Meet the Indianapolis 500’s Top Female Mechanic

Gearbox-builder Anna Chatten broke a little-known gender barrier at the race.

“Turning wrenches and being a mechanic is something you can teach [in school],” says Anna Chatten as she steers a golf cart from basic inspection to the garage where she works at the Indianapolis Motor Speedway, “but being in motorsports isn’t. It’s a learn-as-you-go deal. And you hope you’re learning from somebody good.”

There aren’t any natural limitations for women who want to turn wrenches on elite racing machines, yet Chatten, 36, is still one of the few top female mechanics making a living at it on the IndyCar level. Her on-the-job training actually began as a little girl in Illinois, racing go-karts (Danica Patrick was an opponent). Chatten’s dad, a former motorcycle-racer, said if she wanted to compete on weekends, she had to do her own engine work. By the time she was 18, she knew she didn’t have what it takes to be a professional driver, but the mechanic’s life was within reach. She went to a race-mechanic school in Northern California, got a job in the sport’s minor leagues through a connection, and worked her way up to IndyCar, where she’s now in charge of the transmission’s gearbox on Dreyer & Reinbold’s No. 24 car driven by Townsend Bell, who will start in row eight at the 500 Sunday.
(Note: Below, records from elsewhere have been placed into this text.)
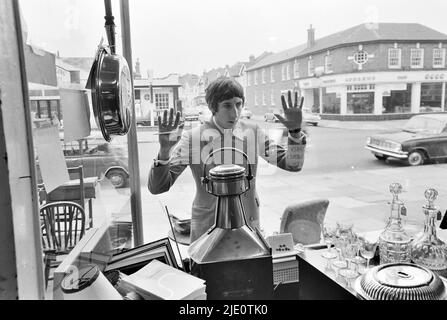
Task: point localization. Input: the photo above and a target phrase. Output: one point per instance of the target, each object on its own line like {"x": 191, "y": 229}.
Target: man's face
{"x": 228, "y": 112}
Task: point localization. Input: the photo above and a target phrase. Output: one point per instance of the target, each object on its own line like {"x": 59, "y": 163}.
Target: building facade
{"x": 154, "y": 96}
{"x": 371, "y": 71}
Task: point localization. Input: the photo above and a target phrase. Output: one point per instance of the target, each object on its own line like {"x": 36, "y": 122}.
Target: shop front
{"x": 381, "y": 95}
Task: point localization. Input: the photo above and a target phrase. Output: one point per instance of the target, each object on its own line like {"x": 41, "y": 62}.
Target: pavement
{"x": 359, "y": 196}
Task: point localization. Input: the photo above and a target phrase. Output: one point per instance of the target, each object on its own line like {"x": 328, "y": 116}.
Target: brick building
{"x": 370, "y": 71}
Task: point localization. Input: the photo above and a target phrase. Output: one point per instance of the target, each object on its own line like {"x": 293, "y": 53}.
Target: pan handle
{"x": 110, "y": 25}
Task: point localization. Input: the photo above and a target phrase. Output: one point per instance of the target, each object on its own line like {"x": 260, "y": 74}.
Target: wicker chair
{"x": 303, "y": 220}
{"x": 62, "y": 226}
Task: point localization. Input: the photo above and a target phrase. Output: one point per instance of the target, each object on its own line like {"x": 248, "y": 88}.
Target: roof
{"x": 172, "y": 80}
{"x": 190, "y": 79}
{"x": 361, "y": 33}
{"x": 81, "y": 63}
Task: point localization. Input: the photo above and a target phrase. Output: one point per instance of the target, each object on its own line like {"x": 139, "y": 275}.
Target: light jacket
{"x": 197, "y": 143}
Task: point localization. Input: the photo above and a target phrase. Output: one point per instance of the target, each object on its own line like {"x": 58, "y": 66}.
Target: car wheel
{"x": 381, "y": 156}
{"x": 415, "y": 158}
{"x": 118, "y": 178}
Chatten must know what she’s doing—each gear costs about $750, she says, and the team might go through 600 in a single race (that’s $300,000) because mechanics are constantly tinkering with the gear ratio. For instance, if the wind picks up or shifts direction, or the team adjusts the car’s wing angles, the gear ratio changes.

The hardest part of the job, though, is staying cool under pressure. “Everything in racing happens fast. I compare it to working in an emergency room. You’re always under the gun,” Chatten says. And not just during a race. Practices are also hectic because track time is expensive. Football and basketball players can hit the field or court whenever they want; racecar drivers don’t have the same luxury.

In 2009, Chatten became the first woman to go “over the wall” at the 500, meaning she was part of the pit crew’s elite six-person squad to work on the car when it pits. (Moreover, Dreyer & Reinbold has an award-winning pit squad, making Chatten’s achievement even more impressive.) Strength and speed factor into this role because one tick of the clock can make a huge difference at the finish line. It’s also dangerous: Chatten once broke her foot in the pits, and when she was responsible for changing a back tire, it required lifting the 35-pound wheel with one hand. These are the days Chatten encounters the most sexism on the job. “It’s the spectators. Not long ago, one guy said something like, ‘Why don’t you let a man do that?’”

In fact, women weren’t allowed in the pits at all until 1971, with some exceptions for celebrities serving official roles at the start of the race, according to Indianapolis Motor Speedway historian Donald Davidson. But Chatten is still surprised that more women aren’t working at the top level of motorsports by now. She knows a few female engineers for IndyCar teams, but no other mechanics, and believes social expectation is the only barrier. Her normally supportive parents weren’t thrilled when she decided to skip college and work around fast cars, particularly because it can be dangerous. “It wasn’t what they saw me doing,” she says, “and that’s the part that needs to change” regarding women and motorsports. Chatten doesn’t get flack in the garage, and the drivers, she says, have the fewest issues with women. “But it would be a giant lie if I told you it was easy from the get-go. You have to work a little bit harder and do a little bit more.”

Chatten will stay behind the wall this year. As a new mom, she isn’t as quick as she would need to be to perform a seven-second tune-up, and she prefers to stay out of the danger zone anyway. It’s hard enough being on the road every weekend and extra days for practice and testing; she doesn’t want to take any additional risks. At least her husband, a Chevy engineer, travels with IndyCar, too, and understands the field’s demands. The question is, who fixes the cars in their driveway? “I do,” Chatten laughs as the golf cart stops in front of Bell’s garage. “We don’t let engineers touch the tools.”